Foto: Pixabay

Alunos de Vila Nova de Monsarros filmaram “A visita de um pica-pau”

Ao longo dos últimos anos, professor e alunos filmaram as aves que frequentam os comedouros e a caixa-ninho instalados no recreio. E agora, mesmo confinados em casa, uniram esforços e realizaram um documentário sobre um pica-pau visitante.

 

Na escola de Vila Nova de Monsarros, uma freguesia no concelho de Anadia, distrito de Aveiro, as aves e outras espécies selvagens são visitantes habituais e nunca ignorados.

Se tiverem atenção, os alunos conseguem observar muitas aves mais comuns, incluindo “melros, pardais, alvéolas-enlutadas, verdilhões, pintassilgos, chapins azuis, reais e rabilongos, gaios, pegas-rabudas, milheirinhas, toutinegras e trepadeiras”, exemplifica o professor André Brandão. Já viram também dois sapos-comuns “que suscitaram grande curiosidade.”

 

Fachada da escola de Vila Nova de Monsarros.

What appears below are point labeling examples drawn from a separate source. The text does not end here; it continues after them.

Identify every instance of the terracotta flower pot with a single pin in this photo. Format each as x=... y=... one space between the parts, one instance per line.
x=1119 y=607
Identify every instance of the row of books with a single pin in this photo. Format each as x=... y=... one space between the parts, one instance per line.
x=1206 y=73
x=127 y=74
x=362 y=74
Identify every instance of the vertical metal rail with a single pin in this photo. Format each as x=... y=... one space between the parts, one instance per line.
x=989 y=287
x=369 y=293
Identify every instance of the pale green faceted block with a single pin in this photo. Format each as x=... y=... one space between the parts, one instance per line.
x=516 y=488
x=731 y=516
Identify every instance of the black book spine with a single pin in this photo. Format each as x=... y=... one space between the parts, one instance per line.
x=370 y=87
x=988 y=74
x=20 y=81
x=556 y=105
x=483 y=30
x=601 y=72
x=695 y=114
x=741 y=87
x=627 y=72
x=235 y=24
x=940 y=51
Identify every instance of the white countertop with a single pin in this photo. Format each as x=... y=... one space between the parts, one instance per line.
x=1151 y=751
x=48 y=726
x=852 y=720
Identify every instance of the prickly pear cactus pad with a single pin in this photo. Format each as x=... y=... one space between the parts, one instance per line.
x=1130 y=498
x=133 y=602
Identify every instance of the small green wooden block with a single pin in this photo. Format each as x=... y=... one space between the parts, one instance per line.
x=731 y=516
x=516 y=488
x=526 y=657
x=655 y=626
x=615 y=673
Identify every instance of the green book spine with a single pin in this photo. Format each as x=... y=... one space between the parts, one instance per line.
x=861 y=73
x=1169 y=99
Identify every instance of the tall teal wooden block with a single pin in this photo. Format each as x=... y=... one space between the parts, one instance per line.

Foto: André Brandão

 

O cenário ali à volta é vantajoso: “A escola fica num dos limites da aldeia, sendo que a oeste confronta com floresta e terrenos agrícolas que se prolongam junto às margens do Rio da Serra, afluente do Cértoma”, descreve este professor, que está a leccionar a turma mista do primeiro e terceiro anos.

 

Parte da paisagem que é observada a partir da escola. Foto: André Brandão

 

Perante esta biodiversidade, os alunos da escola não ficaram parados. No ano lectivo de 2018/2019, por exemplo, colocaram-se comedouros numa das árvores do recreio. “Fizemo-lo porque ficava em frente à janela da casa de banho dos rapazes, permitindo observar sem ser observado, devido ao reflexo dos vidros”, explica André Brandão. Mais tarde, colocaram ainda outro no vidro da janela.

 

 

Comedouro instalado na árvore do recreio da escola, feito com uma garrafa vazia. Foto: André Brandão

 

Mas foram ainda mais longe. “Assim que alguns alunos começaram a relatar observações, começámos a tentar documentar as visitas aos comedouros, de modo a convencer os mais cépticos ou aqueles que ainda não tinham tido a sorte de um avistamento.”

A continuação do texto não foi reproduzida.